From the November 2013 issue of Pediatric Emergency Medicine Practice, “Emergency Management Of Blunt Chest Trauma In Children: An Evidence-Based Approach.” Reprinted with permission. To access your EMRA member benefit of free online access to all EM Practice, Pediatric EM Practice, and EM Practice Guidelines Update issues, go to www.ebmedicine.net/emra, call 1-800-249-5770, or email firstname.lastname@example.org.
- “The infant presented with shortness of breath. There was no fever, the oxygen saturation was normal, and the lungs were clear. I thought it was respiratory syncytial virus. I didn’t think it could be from abusive chest trauma.”
Infants with abusive head trauma and/or abusive chest trauma can present with nonspecific signs and symptoms, including respiratory complaints. These patients may present similarly to infants with bronchiolitis. Emergency clinicians should look for the presence of upper respiratory symptoms, runny nose, fevers, etc, that may indicate an upper respiratory infection or bronchiolitis. Absence of these symptoms should generate a high index of suspicion to evaluate for potential nonaccidental trauma.
- “The 7-year-old presented with confusion and a femur fracture. His CT scan showed a splenic laceration. I didn’t think his persistent hypotension was caused by a cardiac tamponade.”
Blunt cardiac injury is usually seen in a patient with multisystem injuries. Emergency clinicians may be distracted when seeing additional injuries (such as intra-abdominal pathology or extremity fractures). It is important to consider blunt cardiac injury when assessing the child with multisystem injury.
- “The 4-year-old boy came in after a high-speed car accident. He was not belted and was thrown into the windshield. His chest x-ray revealed multiple rib fractures and a pneumothorax. He was admitted to the pediatric intensive care unit, where they subsequently found a traumatic aortic dissection. I can’t believe I forgot to look at his mediastinum on the chest x-ray! It was definitely widened. I didn’t think children could have this injury.”
Emergency clinicians should carefully examine the chest x-ray for abnormalities such as widened mediastinum or abnormal apical knob. Although aortic injuries are uncommon in the pediatric patient, they do occur.
- “The 8-year-old was riding her bike when she was struck by a car. Her initial heart rate was 140 beats/min with a blood pressure of 70/30 mm Hg. She presented with a GCS of 10 and was immediately intubated. Chest x-ray revealed rib fractures.
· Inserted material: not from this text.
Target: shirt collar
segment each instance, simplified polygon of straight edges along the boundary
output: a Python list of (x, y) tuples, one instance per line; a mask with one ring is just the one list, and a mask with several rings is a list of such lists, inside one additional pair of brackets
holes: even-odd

Her FAST exam was negative, and CT of chest and abdomen was negative for acute injury. She remained tachycardic and intermittently hypotensive. What injury am I missing with a negative pan scan?”
This young girl was later diagnosed with a cardiac contusion, the most common form of blunt cardiac injury. Clues to her diagnosis were tachycardia, rhythm abnormalities, and hypotension. An ECG and troponin may have helped with the diagnosis.
- “The 5-year-old girl presented after a large TV fell on her chest. She arrived tachycardic with a blood pressure of 100/65 mm Hg. Her initial oxygen saturation was 99% and her chest x-ray revealed only 2 rib fractures. Three hours later, she developed respiratory distress and became hypoxic, with an oxygen saturation of 82%. I had to intubate her. Repeat chest x-rays revealed a large pulmonary contusion. How did I miss it?”
Findings of pulmonary contusion may be delayed for several hours in the pediatric patient. Respiratory distress and hypoxia may develop after an initial chest x-ray that is normal. The emergency clinician should be aware of delayed clinical findings from a developing pulmonary contusion. Initial findings to suggest a developing pulmonary contusion includes relative hypoxia, with saturations in the 93% to 95% range.
- “We came to the scene of a 7-year-old with head, chest, and abdominal trauma. She was breathing OK with a saturation of 97%. Looking back at the record, I can’t believe we spent 44 minutes on the scene. We should have transported faster.”
Prehospital delay of transport should be avoided as much as possible, especially if the delay is from repeated intravenous or intubation attempts. Emphasis should be placed on oxygenation, ventilation, treatment of tension pneumothorax, and motion restriction. Specific attention to oxygenation/ventilation is the first priority, and this can usually be accomplished with manual airway maneuvers; intubation is rarely required for pediatric patients.
- “The 2-year-old boy presented with a high respiratory rate, hypotension, head injury with altered mental status, and a femur fracture. I was distracted by his other injuries. I can’t believe I missed the first-rib fracture, cardiac contusion, and small aortic tear.”
A high index of suspicion is needed to diagnose chest trauma. External injuries may not be immediately evident, and other organ systems may distract the emergency clinician. Holmes, et al., found 6 clinical findings that helped to predict chest injuries. These include: (1) abnormal chest auscultation, (2) low systolic blood pressure, (3) GCS <15, (4) abnormal thoracic examination, (5) elevated respiratory rate, and (6) femur fracture.